Я снова хотел бы очутиться на дворе в Море в тот августовский вечер, когда все отправились на праздник в Канелли, когда все уехали, даже Чирино, даже соседи, а мне, у которого были башмаки на деревянной подошве, сказали: «Не идти же тебе босым. Останешься дом сторожить». То был мой первый год на Море, и я не посмел бунтовать. Этого праздника ждали давно: Канелли всегда славился своими праздниками, там ставили намыленный столб с призом на верхушке, бегали наперегонки в мешках, да еще ожидался футбол.

И хозяева с дочерьми поехали, и Эмилия с девочкой; все они отправились в большой коляске; дом был заперт. Я остался один, с собакой и волами. Сначала все стоял у садовой изгороди, глядел, кто проходит по дороге. Все направлялись в Канелли. Завидовал даже нищим и калекам. Потом стал швырять камнями по голубятне, чтоб разбить черепицу, слышал, как осколки ударялись о цементный пол веранды. Потом, желая хоть как-то всем им досадить, я схватил садовый нож и удрал в виноградник. «Вот не буду дом сторожить. Пусть сгорит, пусть его обворуют». Сюда не доносились голоса прохожих, а я чуть не плакал от страха и злости. Гонялся за кузнечиками, ловил их, отрывал им лапки. «Так вам и надо, — говорил я кузнечикам. — Что же вы не отправились на праздник в Канелли?» И во весь голос ругался, перебирая все известные мне бранные слова.

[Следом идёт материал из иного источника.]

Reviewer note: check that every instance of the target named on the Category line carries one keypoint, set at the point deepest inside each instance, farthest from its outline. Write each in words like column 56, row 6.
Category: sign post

Будь я посмелей, истоптал бы в саду цветы. И все видел перед собой лица Ирены и Сильвии и говорил себе: «Чем они лучше меня?..»

Перед воротами остановилась коляска.

— Есть кто дома? — раздался чей-то голос. В коляске были два офицера из Ниццы-Монферрато, их я уже видел вместе с девушками на веранде. Я затаился под навесом.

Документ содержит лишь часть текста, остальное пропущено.